According to the Ministry of Foreign Affairs they were present at the end of 2011 in total about 41 Italian companies, for investments of just under 200 million dollars. Most of the companies are located in manufacturing, while the Italian presence in services is still limited. The main Italian industrial brands present in the area are Ariston (household appliances), Bonfiglioli and Datalogic (electromechanics), Mapei (building materials), Oltremare (fashion), Perfatti (agro-food), Piaggio (means of transport), Savino del Bene ( transport). Banks include Intesa Sanpaolo and UniCredit, with representative offices, while Generali is present for insurance services, also with a representative office.
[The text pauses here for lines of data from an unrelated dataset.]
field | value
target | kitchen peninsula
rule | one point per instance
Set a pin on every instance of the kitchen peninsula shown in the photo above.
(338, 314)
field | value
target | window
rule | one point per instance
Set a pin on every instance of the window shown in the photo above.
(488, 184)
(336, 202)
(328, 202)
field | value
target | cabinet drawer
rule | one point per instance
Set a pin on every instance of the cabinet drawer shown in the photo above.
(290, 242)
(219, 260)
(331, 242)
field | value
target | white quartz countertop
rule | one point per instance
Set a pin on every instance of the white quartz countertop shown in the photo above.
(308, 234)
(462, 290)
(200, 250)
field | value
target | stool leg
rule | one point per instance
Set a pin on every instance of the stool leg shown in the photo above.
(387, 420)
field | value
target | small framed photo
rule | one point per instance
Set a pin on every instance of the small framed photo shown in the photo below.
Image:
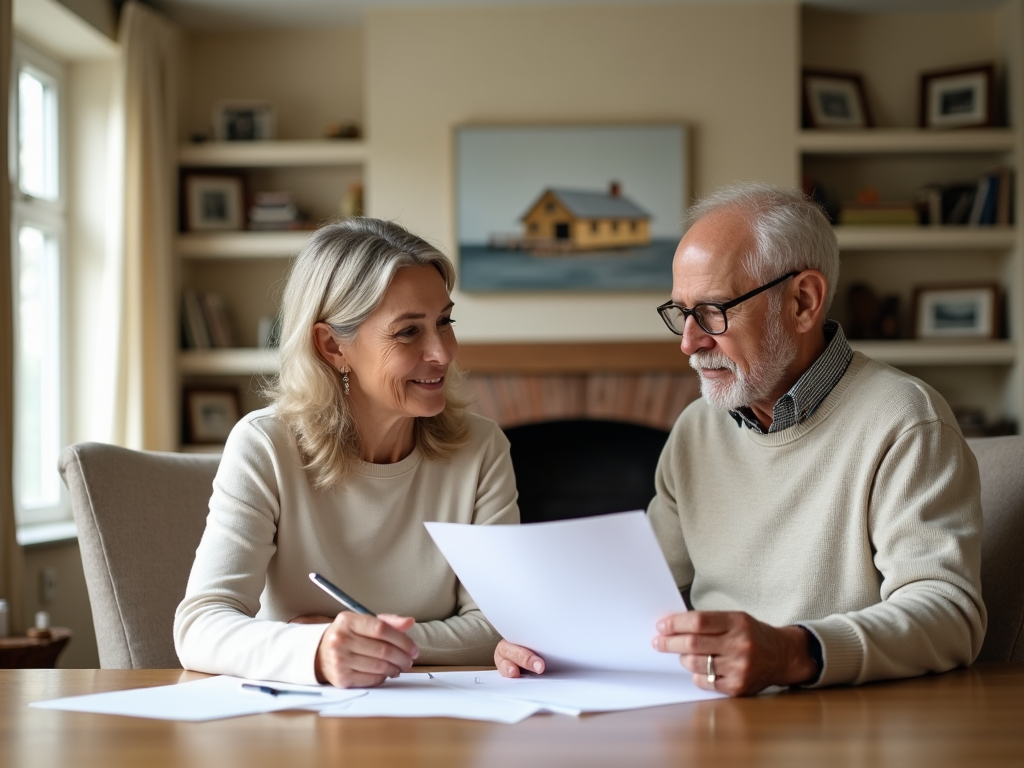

In addition to representing an important platform for made in Italy exports in the region, given the deep commercial ties with the US and Far Eastern markets such as China, Japan and South Korea, it is possible to identify some important product sectors for which there is ample room for growth both from a commercial and investment point of view Italian companies. In this way, the Vietnamese market can represent an interesting strategy from the dual point of view of production and distribution. rich subsoil and vast agri-food productions (rice, coffee, pepper, cashew nuts, fish products) they can offer interesting opportunities both for direct use in the processing and transformation, packaging and conservation of agricultural and mineral products, without forgetting the production and sale of specific machinery to carry out all the processing phases. Another sector is that of distribution, still anchored today to retail sales through small shops: in fact, only 10% of trade currently takes place through large-scale distribution, concentrated near the major cities. You can also report the specialist mechanics, that is to say the one used for particular processes such as plastic and rubber, textile and timber, shipbuilding, food. The infrastructure development, both civil and commercial, also implemented through project financing, could further enrich the range of investment opportunities in the country in the energy, transport, environmental protection and waste disposal sectors. The urban development, particularly along the coasts and in the more touristic areas, with the complicity of a favorable climate for seaside activities throughout the year, finally allows for further intervention spaces for the creation of hotel structures and villages, without forgetting the numerous sites of historical, landscape and archaeological significance.